Leukemia Finding Could Key for Future Lymphoma Treatments

According to researchers, a radical new form of immune therapy has unexpectedly helped a small group of patients with advanced, difficult-to-treat leukemia.

In an effort to treat lymphocytic leukemia (CLL) which had not responded to any other therapies, scientists developed a genetically modified version of the patients’ own T cells (immune cells) and injected them into three patients to specifically target the CLL cells. A year later, the patients are now in remission.

In essence, researchers successfully used gene transfer therapy to kill cancer cells precisely in the manner they were hoping for. This could mean big things down the line for lymphoma, ovarian cancer and lung tumors.

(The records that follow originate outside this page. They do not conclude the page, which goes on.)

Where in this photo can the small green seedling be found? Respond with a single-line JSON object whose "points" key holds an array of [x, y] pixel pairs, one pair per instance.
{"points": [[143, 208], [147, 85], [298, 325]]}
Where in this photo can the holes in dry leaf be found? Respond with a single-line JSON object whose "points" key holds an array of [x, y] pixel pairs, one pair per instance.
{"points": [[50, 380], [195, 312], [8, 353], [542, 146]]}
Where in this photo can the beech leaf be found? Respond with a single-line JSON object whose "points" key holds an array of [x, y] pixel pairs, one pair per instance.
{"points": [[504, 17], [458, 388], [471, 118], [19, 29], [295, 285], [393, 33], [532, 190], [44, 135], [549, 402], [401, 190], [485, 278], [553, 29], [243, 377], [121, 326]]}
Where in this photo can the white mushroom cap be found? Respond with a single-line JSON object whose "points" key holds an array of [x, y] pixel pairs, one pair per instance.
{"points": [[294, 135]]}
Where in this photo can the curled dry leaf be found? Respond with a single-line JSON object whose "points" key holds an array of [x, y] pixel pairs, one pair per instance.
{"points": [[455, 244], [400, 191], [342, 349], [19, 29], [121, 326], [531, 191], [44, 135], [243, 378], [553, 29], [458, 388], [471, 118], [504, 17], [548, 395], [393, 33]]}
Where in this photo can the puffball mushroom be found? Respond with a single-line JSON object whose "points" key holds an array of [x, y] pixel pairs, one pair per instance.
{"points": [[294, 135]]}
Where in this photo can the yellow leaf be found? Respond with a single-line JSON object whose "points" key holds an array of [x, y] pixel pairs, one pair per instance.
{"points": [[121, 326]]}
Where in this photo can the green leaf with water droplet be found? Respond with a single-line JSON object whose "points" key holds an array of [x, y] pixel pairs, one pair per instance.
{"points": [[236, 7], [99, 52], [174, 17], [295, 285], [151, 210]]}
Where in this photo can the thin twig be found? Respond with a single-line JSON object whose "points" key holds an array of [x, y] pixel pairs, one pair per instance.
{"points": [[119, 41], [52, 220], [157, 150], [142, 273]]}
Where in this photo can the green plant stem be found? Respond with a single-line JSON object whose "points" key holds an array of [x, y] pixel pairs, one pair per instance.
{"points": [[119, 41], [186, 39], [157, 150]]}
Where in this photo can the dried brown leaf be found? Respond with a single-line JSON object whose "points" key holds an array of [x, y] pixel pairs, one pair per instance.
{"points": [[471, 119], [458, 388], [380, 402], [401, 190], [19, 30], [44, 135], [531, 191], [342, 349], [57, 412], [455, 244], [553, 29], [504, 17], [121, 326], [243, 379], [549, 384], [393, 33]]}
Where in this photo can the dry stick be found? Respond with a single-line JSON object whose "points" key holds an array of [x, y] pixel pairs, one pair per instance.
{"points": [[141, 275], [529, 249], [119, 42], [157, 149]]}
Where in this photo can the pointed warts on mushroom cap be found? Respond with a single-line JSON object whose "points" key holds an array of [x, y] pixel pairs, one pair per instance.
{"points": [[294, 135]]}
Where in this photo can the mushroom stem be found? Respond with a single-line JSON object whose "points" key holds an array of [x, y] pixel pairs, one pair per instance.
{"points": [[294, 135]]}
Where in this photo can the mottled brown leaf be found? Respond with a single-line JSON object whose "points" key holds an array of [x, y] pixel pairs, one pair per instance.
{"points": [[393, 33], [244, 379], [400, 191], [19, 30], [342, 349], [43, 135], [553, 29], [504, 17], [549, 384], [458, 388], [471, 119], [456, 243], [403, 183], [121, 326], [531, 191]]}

"This approach to adaptive therapy with T cells is different and better [than previous immunotherapy attempts] because the cells are long-lived once they're transferred and active over a period of time," said William Chambers, director of the Clinical Cancer Research and Immunology Program at the American Cancer Society. "And it seems that a small number of them actually have a big impact," he noted. "This is going to prove useful and important."

"This turned every genetically modified T cell into a tumor-seeking missile," explained Bruce Levine, co-author of both papers and associate professor of pathology and laboratory medicine at the University of Pennsylvania's Abramson Cancer Center in Philadelphia.

"The results were quite striking considering that each of these patients had been undergoing the best conventional medicine could give," said Levine. "When you look at the responses these patients achieved and the time frame in which they achieved them, it's extraordinarily remarkable."

The researchers presented their findings Aug. 10 in the New England Journal of Medicine and Science Translational Medicine.